Nothing that significant emerged from their discussions. In an anodyne joint statement, the bloc touted the approximately $5 trillion in stimulus it is collectively putting into the global economy — mostly in the form of relief and temporary assistance to the unemployed — and offered unspecific commitments to coordinate a collective response to the virus. The new-age optics of the summit hardly dimmed the real tensions still in play: Saudi Arabia remains in a spat with Russia over each other’s oversupply in the oil market that preceded the nose-dive in global markets, while the novel coronavirus pandemic has only worsened the already strained relations between the United States and China.
On this front, U.S. allies elsewhere are sympathetic to China. “Other nations in the group of world powers rejected the term because they viewed it as needlessly divisive at a time when international cooperation is required to slow the global pandemic and deal with the scarcity of medical supplies,” my colleagues reported.
According to NBC News, a similar confrontation is taking place at the United Nations, where efforts for a joint Security Council resolution or declaration about the pandemic have been stymied by American insistence on stressing the virus’s origin in Wuhan.
For President Trump and some of his allies, this is a key line of attack.

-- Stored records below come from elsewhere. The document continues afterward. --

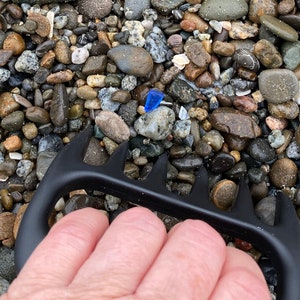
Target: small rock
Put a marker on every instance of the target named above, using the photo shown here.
(113, 126)
(132, 60)
(223, 194)
(283, 173)
(156, 124)
(278, 85)
(223, 11)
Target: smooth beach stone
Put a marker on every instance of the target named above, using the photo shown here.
(225, 10)
(279, 28)
(132, 60)
(235, 122)
(157, 124)
(278, 85)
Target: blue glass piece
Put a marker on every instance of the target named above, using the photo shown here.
(153, 100)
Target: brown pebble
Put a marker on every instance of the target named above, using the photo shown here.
(283, 173)
(60, 77)
(223, 48)
(14, 42)
(223, 194)
(12, 143)
(245, 104)
(7, 104)
(43, 24)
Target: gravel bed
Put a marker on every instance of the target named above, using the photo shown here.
(213, 83)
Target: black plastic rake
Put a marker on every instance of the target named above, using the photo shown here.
(281, 242)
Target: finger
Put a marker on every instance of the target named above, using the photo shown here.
(241, 278)
(124, 254)
(68, 244)
(188, 266)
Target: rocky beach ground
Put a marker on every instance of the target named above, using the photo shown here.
(213, 83)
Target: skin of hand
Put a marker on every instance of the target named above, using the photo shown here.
(83, 257)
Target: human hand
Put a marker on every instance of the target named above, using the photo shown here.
(82, 257)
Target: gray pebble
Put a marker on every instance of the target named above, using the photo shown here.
(133, 9)
(27, 62)
(278, 85)
(157, 124)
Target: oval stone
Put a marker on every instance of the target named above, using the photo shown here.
(235, 122)
(278, 85)
(224, 10)
(132, 60)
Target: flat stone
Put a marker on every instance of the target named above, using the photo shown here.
(132, 60)
(234, 122)
(278, 85)
(225, 10)
(279, 28)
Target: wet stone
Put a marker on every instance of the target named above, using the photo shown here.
(279, 28)
(113, 126)
(261, 150)
(156, 124)
(224, 10)
(132, 60)
(267, 54)
(188, 163)
(221, 162)
(180, 90)
(59, 109)
(223, 194)
(234, 122)
(278, 85)
(283, 173)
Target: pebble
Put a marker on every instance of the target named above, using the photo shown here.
(138, 61)
(59, 109)
(113, 126)
(157, 124)
(95, 8)
(156, 45)
(279, 28)
(4, 75)
(258, 8)
(267, 54)
(291, 54)
(14, 42)
(278, 85)
(265, 210)
(287, 110)
(188, 163)
(261, 150)
(283, 173)
(79, 56)
(133, 9)
(226, 10)
(234, 122)
(198, 55)
(27, 62)
(223, 194)
(165, 7)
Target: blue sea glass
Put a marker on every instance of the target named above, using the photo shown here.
(153, 100)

After spending weeks playing down the virus’s threat, they are citing China’s initial opaque management of the crisis as a central reason the United States appeared to have been blindsided by it. On Thursday, the number of confirmed cases of the coronavirus in the United States surpassed the number reported by any other country in the world.

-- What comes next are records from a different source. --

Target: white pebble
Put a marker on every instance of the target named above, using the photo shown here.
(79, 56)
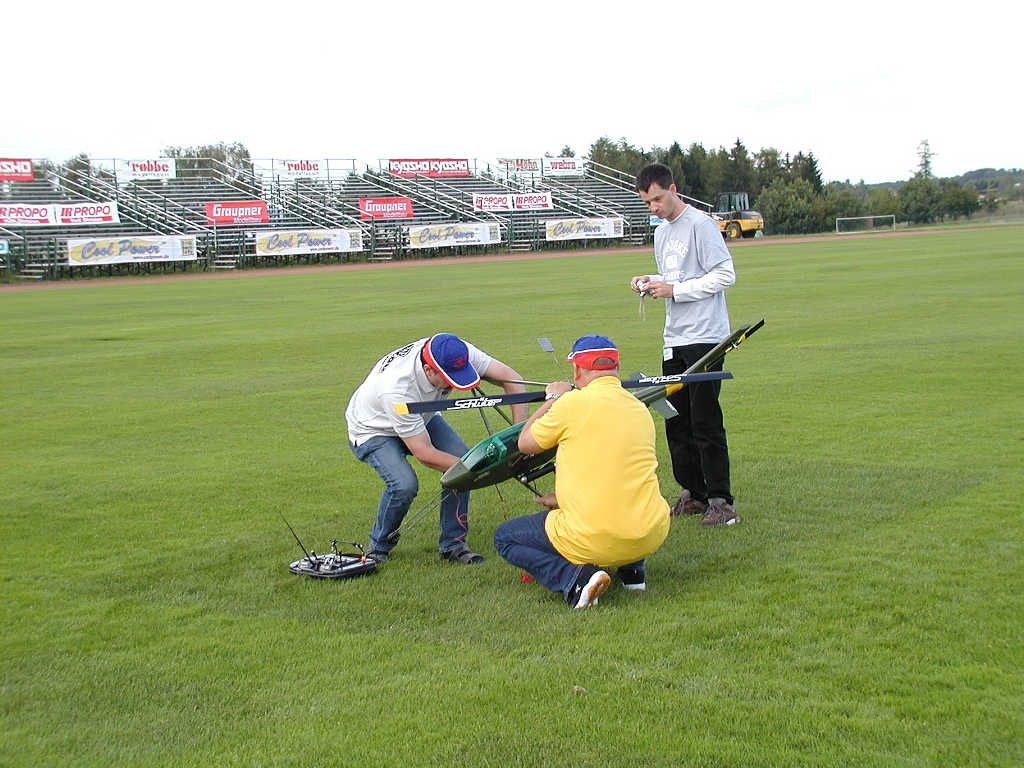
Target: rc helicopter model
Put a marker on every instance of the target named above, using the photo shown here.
(497, 458)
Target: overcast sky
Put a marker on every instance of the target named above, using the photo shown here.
(858, 84)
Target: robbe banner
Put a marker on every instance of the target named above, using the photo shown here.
(466, 233)
(49, 214)
(15, 169)
(583, 228)
(136, 170)
(82, 252)
(431, 167)
(308, 241)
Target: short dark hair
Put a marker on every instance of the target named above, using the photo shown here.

“China unleashed this plague on the world, and China has to be held accountable,” Sen. Tom Cotton (R-Ark.) said last week when announcing legislation aimed at ending U.S. reliance on Chinese drug manufacturing.
That’s not quite the view of the rest of the international community. Although Chinese state outlets have churned out their own angry propaganda, accusing the United States of somehow engineering the pandemic, Beijing has stepped up aid shipments to Western countries and dispatched medical teams to help Italy, the worst-hit country in Europe.
As my colleagues reported, there may have been an earlier era when the world looked to Washington for leadership during a global crisis. Under Trump, that moment seems to be passing.
“Very few countries today see the U.S. as part of the solution, whereas in the past it was the natural point of comparison, or a country to imitate,” Luis Rubio, head of the Mexican Council on Foreign Relations, told my colleagues.
“I do wonder whether this really is an inflection point in the international system,” said Nathalie Tocci, the head of the Italian Institute of International Affairs and a former foreign policy adviser to senior European Union leaders. “Here in Italy it is going to change for good the perception of who is leading in the world, and it’s not the United States. It’s so strong what is happening. It’s so powerful and it’s so traumatic. The emotions that it ignites today are going to be engraved in the national narrative.”
|
|
The Trump administration may be more focused on quietly soliciting aid from other countries than steering the collective international response to the pandemic. Numerous U.S. states are reporting shortages of vital medical supplies, including masks, which have been exacerbated by a lack of federal government coordination over the delivery of these critical goods. This week, Trump sent an urgent request to South Korea — whose rush to roll out mass testing on its populace stands in stark contrast to the way the United States is handling the outbreak — for possible aid, including Korean equipment for testing.
“Had the United States and China collaborated more closely when the virus emerged, they may have identified its source more quickly; sounded an earlier alarm about its severity; and outlined best practices that the rest of the world could adopt to preempt its arrival and/or contain its spread,” suggested Ali Wyne of the Atlantic Council.
That time for cooperation may still yet come. “When this pandemic finally passes, the world’s nations should have a candid conversation about what allowed it to happen, and decide how to strengthen national and international institutions in ways that could prevent a repeat,” wrote American commentator Robert Wright in a recent column. “If people like Trump and Tom Cotton … continue to gratuitously deepen tensions with China, that will be a lot harder than it needs to be.”